Netflix co-founder and chair Reed Hastings is stepping down from the streaming service he helped establish nearly three decades ago. This decision comes as Netflix recovers from the loss of a $72 billion deal with Warner Bros. Discovery. In a recent letter to investors, Netflix announced that Hastings will not seek re-election at the upcoming annual meeting in June, opting to focus on philanthropic endeavors and other interests.
Following the news of Hastings’ departure, Netflix’s stock experienced an approximately eight percent drop. Hastings is recognized for his role in transforming how movies and television content are delivered to households, disrupting the traditional Hollywood business model.
Despite the financial stability in the first quarter, media analyst Richard Greenfield from LightShed Partners noted that Hastings’ exit has unsettled investors. Netflix reiterated its commitment to its mission of entertaining a global audience with diverse content, spanning various tastes, cultures, and languages.

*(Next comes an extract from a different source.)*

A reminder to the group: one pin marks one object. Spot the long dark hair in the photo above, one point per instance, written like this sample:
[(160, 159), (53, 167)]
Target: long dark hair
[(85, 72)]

The company’s financial outlook for the year remains unchanged.
Netflix did not disclose its plans for the $2.8 billion termination fee received after the failed Warner Bros. deal. Earnings per share for the first quarter rose to $1.23, up from 66 cents in the same period last year, with revenue reaching $12.25 billion, surpassing analyst expectations.
Emphasizing future growth opportunities, Netflix highlighted investments in expanding its entertainment offerings through video podcasts and live events like the World Baseball Classic in Japan. The company aims to enhance user experience through technological advancements and boost monetization, targeting a doubling of advertising revenue to $3 billion in 2026 compared to the previous year.